QA Document Control Specialist

About you: 

Reporting to the QA Lead, the QA Document Control Specialist will be responsible for administering the Electronic Document Management System and Learning Management System, controlled document processing, assessing related training requirements, and tracking training compliance. The QA Document Control Specialist will ensure that document management and training programs are implemented and effectively administered while maximizing efficiency, complying with industry standards, and achieving compliance targets. Additionally, this position will establish and modify comprehensive document control systems to be compliant with FDA cGMP Regulations (21 CFR Part 820) as well as ISO 13485 requirements. 

What you’ll do:

• Create and maintain documentation associated with the production of medical devices as per ISO 13485 and relevant regulatory requirements;

• Provide multi-departmental support related to product development and documentation;

• Provide support to the Supplier Quality Engineer to ensure adequate documentation for critical suppliers;

• Control the release of design and process documents through an electronic quality management system (eQMS);

• Support the document control, and change control process within the QMS;

• Assisting in the development of Quality Assurance work instructions and procedures;

• Provide company-wide training for Quality Assurance SOPs, as needed;

• Maintaining documents that record the status of equipment used in the design, development, and manufacturing of medical devices;

• Responding and tracking any corrective and preventive action (CAPA) that is recorded in the QMS from initiation to closure;

• Liaise with stakeholders regarding document approvals;

• Maintain and report on performance metrics for Document Control and Training.

What you’ll need:

• Bachelor’s degree in Science or Engineering;

• 1+ years of work experience in a QA function in an ISO 9001 or ISO 13485-certified environment;

• Excellent English written and oral communication skills;

• Inventory management systems set up and/or management; SOP writing experience; 

• Training experience;

• Experience managing electronic and paper quality management systems, document control systems, and learning management systems.

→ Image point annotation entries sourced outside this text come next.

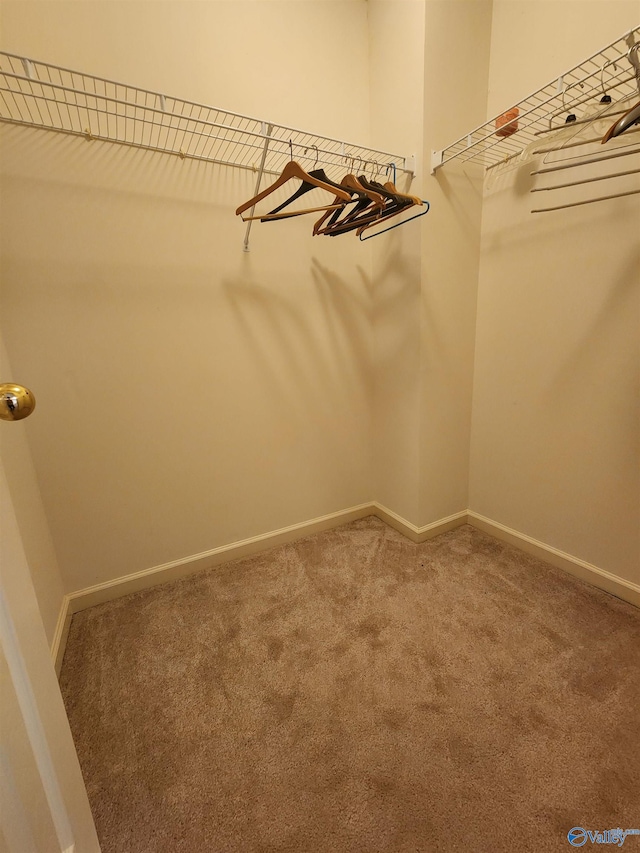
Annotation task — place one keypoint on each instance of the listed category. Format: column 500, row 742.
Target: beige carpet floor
column 357, row 693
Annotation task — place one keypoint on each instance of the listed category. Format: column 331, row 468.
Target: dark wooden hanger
column 292, row 170
column 305, row 187
column 369, row 198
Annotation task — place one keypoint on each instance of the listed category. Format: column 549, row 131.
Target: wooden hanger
column 292, row 170
column 368, row 199
column 270, row 217
column 630, row 118
column 305, row 187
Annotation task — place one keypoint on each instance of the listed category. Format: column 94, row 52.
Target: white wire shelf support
column 51, row 97
column 614, row 71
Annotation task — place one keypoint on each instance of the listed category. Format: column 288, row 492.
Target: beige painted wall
column 425, row 274
column 27, row 502
column 555, row 444
column 397, row 30
column 456, row 51
column 33, row 722
column 189, row 394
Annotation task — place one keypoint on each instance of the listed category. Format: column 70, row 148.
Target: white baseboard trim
column 621, row 588
column 419, row 534
column 167, row 572
column 176, row 569
column 61, row 633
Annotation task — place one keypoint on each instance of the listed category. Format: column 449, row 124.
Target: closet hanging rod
column 586, row 181
column 38, row 94
column 506, row 142
column 572, row 164
column 588, row 201
column 535, row 112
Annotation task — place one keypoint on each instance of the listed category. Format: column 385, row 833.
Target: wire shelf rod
column 606, row 71
column 42, row 95
column 495, row 140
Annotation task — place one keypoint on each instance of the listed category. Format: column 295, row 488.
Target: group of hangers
column 359, row 203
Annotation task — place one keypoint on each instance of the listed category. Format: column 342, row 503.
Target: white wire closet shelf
column 614, row 71
column 47, row 96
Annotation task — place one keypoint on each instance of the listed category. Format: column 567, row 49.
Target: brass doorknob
column 16, row 402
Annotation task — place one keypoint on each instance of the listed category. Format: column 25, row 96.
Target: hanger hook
column 317, row 153
column 606, row 98
column 571, row 116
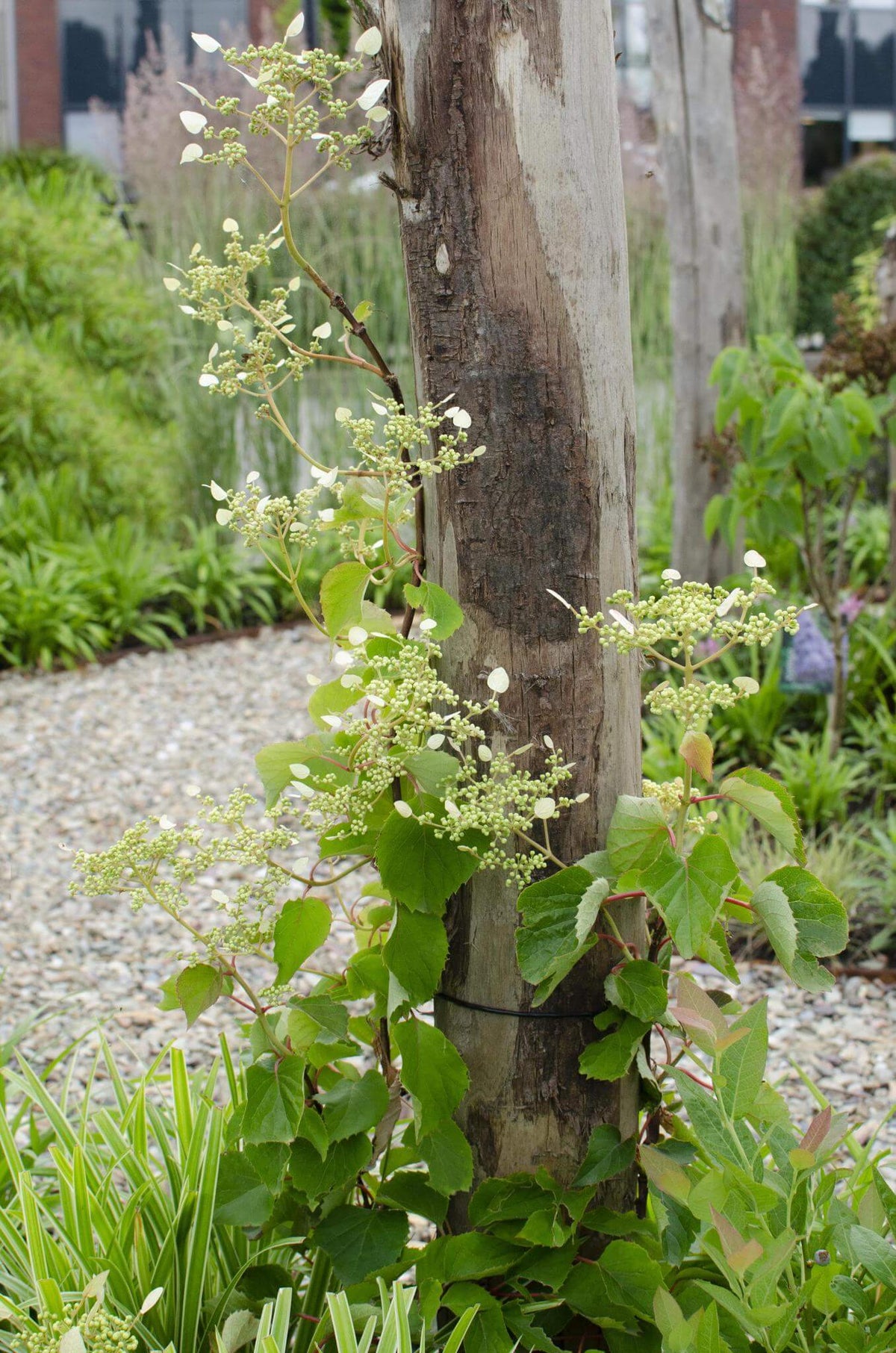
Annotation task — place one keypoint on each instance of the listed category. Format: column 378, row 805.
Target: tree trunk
column 887, row 291
column 509, row 176
column 694, row 100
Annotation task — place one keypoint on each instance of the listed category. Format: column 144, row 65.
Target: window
column 847, row 63
column 629, row 26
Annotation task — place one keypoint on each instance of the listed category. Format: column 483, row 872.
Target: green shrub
column 834, row 230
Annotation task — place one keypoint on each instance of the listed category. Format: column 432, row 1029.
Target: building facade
column 818, row 75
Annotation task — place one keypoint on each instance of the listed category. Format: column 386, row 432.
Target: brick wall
column 768, row 91
column 38, row 73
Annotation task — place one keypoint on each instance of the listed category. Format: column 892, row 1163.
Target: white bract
column 498, row 681
column 373, row 93
column 194, row 122
column 370, row 43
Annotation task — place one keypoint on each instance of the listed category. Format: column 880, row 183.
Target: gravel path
column 84, row 754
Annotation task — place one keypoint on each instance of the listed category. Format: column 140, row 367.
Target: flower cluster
column 685, row 628
column 296, row 102
column 158, row 862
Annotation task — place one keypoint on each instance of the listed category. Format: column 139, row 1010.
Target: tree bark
column 694, row 100
column 509, row 176
column 887, row 291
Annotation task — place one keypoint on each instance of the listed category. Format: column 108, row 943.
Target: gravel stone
column 84, row 754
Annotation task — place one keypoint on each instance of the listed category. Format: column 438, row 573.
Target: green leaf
column 772, row 906
column 361, row 1240
column 316, row 753
column 301, row 927
column 354, row 1106
column 769, row 803
column 611, row 1057
column 876, row 1254
column 332, row 697
column 433, row 771
column 419, row 868
column 636, row 835
column 248, row 1183
column 341, row 596
column 316, row 1178
column 198, row 988
column 411, row 1192
column 589, row 908
column 631, row 1276
column 432, row 1072
column 689, row 892
column 547, row 945
column 707, row 1121
column 416, row 953
column 275, row 1101
column 447, row 1153
column 822, row 927
column 459, row 1259
column 606, row 1156
column 741, row 1066
column 639, row 988
column 436, row 605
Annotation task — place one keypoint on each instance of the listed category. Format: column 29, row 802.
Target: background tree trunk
column 887, row 291
column 513, row 229
column 692, row 52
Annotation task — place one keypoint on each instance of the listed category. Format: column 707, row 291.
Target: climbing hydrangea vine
column 341, row 1125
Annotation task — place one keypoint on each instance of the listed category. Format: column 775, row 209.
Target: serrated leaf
column 421, row 869
column 771, row 804
column 275, row 1101
column 354, row 1107
column 447, row 1153
column 697, row 751
column 196, row 989
column 636, row 834
column 361, row 1240
column 741, row 1066
column 689, row 892
column 341, row 596
column 606, row 1156
column 547, row 945
column 248, row 1183
column 436, row 605
column 411, row 1192
column 299, row 930
column 639, row 988
column 416, row 953
column 609, row 1058
column 772, row 906
column 589, row 908
column 432, row 1072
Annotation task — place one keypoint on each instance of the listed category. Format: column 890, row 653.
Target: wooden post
column 694, row 100
column 509, row 180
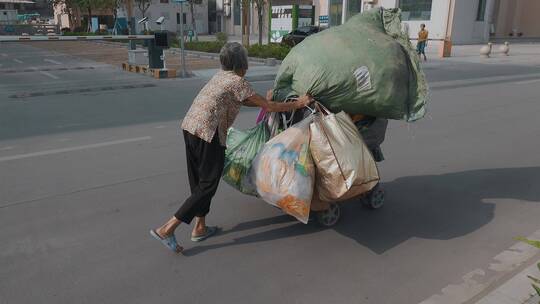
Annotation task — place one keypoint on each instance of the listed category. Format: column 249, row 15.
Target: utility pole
column 445, row 49
column 182, row 49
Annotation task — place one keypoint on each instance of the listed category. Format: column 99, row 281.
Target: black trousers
column 205, row 163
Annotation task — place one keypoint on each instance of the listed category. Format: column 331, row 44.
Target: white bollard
column 505, row 48
column 485, row 51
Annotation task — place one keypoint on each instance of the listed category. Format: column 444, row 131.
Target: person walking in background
column 422, row 41
column 205, row 134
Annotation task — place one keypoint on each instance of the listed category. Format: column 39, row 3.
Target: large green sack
column 242, row 147
column 366, row 66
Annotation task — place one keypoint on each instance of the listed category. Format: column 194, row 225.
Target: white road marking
column 479, row 280
column 45, row 73
column 528, row 81
column 52, row 61
column 71, row 149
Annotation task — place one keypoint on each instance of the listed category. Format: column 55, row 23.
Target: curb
column 216, row 56
column 516, row 290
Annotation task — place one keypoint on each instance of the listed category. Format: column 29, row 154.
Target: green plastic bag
column 365, row 66
column 242, row 147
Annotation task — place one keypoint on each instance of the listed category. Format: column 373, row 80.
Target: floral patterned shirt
column 216, row 106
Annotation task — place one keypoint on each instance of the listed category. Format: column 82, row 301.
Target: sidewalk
column 520, row 54
column 516, row 290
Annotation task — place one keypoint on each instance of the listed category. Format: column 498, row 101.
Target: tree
column 143, row 6
column 259, row 4
column 89, row 6
column 192, row 4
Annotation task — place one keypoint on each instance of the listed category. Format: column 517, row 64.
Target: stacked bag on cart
column 323, row 152
column 365, row 66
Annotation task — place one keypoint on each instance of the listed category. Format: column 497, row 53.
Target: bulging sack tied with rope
column 344, row 165
column 284, row 172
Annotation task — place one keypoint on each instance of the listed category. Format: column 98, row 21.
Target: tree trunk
column 260, row 14
column 245, row 23
column 193, row 24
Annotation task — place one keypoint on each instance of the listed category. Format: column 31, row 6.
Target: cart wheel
column 329, row 217
column 375, row 198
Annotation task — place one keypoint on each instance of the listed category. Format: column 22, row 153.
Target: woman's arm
column 271, row 106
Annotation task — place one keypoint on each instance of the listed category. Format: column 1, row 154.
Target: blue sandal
column 169, row 242
column 210, row 231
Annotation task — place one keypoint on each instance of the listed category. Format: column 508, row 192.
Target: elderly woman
column 205, row 132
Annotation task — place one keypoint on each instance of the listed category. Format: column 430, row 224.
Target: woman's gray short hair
column 233, row 57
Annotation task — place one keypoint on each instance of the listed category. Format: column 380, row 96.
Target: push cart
column 373, row 131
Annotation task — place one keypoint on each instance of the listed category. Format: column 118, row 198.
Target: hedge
column 272, row 50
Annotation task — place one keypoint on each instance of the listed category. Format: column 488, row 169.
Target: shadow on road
column 437, row 207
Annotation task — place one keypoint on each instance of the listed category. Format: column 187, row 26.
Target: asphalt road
column 91, row 159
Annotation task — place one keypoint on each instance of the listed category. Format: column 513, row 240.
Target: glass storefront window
column 353, row 7
column 415, row 9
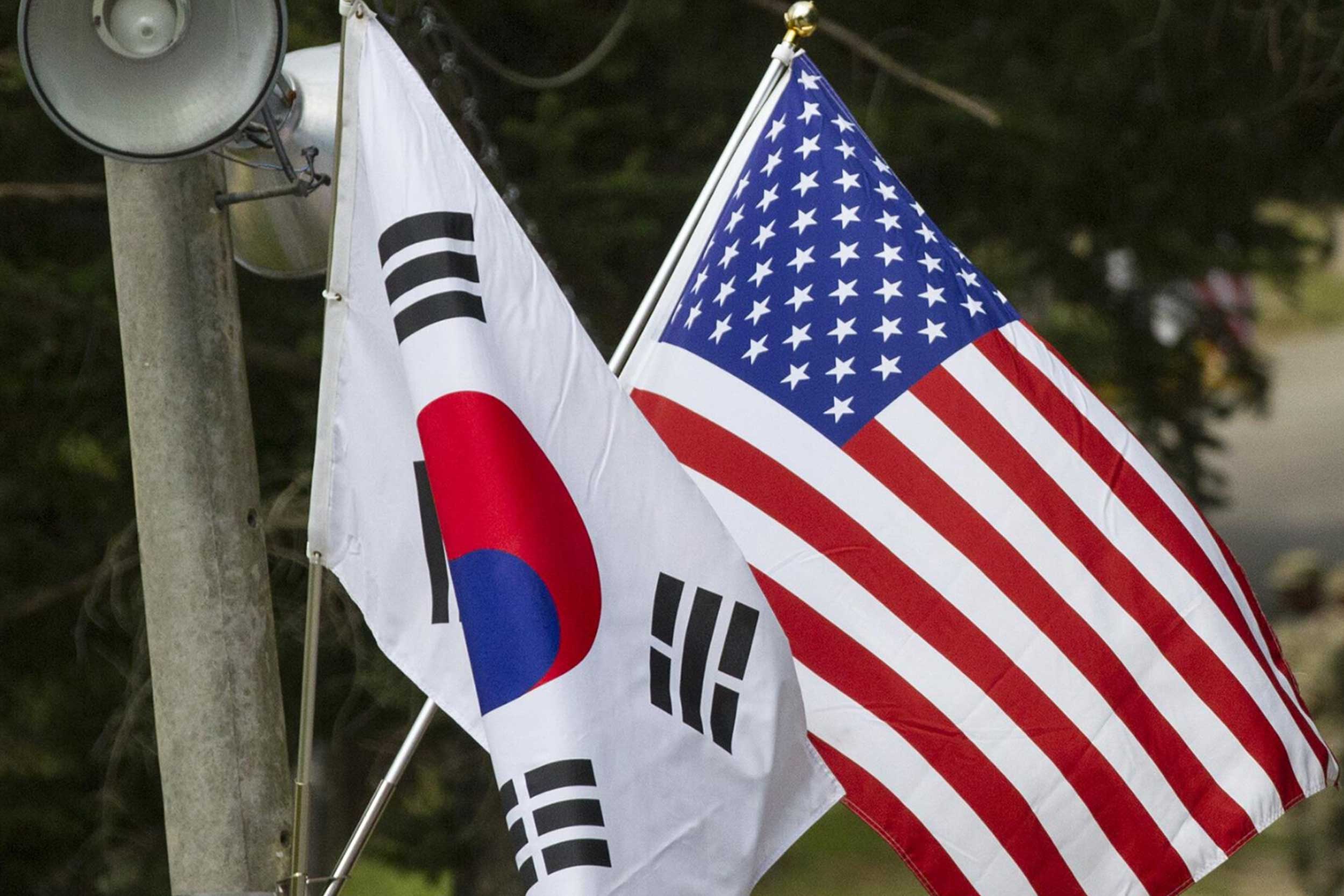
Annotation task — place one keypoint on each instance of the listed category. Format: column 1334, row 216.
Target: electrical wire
column 432, row 20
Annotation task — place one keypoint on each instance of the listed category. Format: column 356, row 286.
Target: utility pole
column 218, row 714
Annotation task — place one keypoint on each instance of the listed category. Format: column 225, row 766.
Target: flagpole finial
column 802, row 19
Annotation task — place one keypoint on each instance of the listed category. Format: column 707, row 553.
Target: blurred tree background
column 1143, row 144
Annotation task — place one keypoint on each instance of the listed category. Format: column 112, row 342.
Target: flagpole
column 802, row 20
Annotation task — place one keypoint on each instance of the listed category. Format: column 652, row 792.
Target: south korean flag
column 522, row 543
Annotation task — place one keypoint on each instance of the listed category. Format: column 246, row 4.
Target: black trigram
column 445, row 264
column 695, row 656
column 537, row 814
column 434, row 554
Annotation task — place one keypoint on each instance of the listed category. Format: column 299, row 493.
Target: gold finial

• Previous experience in current Good Manufacturing Practices (cGMP)) quality guidelines and FDA regulations including 21 CFR Part 11 and ISO 13485 requirements;

• Strong communication and ability to work cross-functionally to problem solve and improve processes and procedures;

• Ability to effectively work within a fast-paced team environment;

• Strong attention to detail, able to execute aggressive timelines;

• Good interpersonal skills with the ability to interact with people at all levels with sensitivity and tact.

Bonus points for:

• Experience supporting regulatory agency audits in a QC environment;

• Experience in regulatory requirements in various jurisdictions; 

• Experience with calibration systems setup and performing equipment calibrations;

• Experience in Excel and Word, including experience creating documents to be used on the manufacturing floor.

• Experience reviewing and updating Engineering Change Orders (ECOs) in a manufacturing environment.

About Vital

Vital is revolutionizing the landscape of point-of-care diagnostics with our groundbreaking platform, VitalOne, designed to deliver real-time care wherever patients are. We have built a dynamic team of experts across various disciplines including chemistry, software, engineering, and microfluidics to fulfill our mission of making healthcare more accessible and proactive. At Vital, we seek tenacious, bold, and enthusiastic individuals ready to create impactful change in the healthcare industry.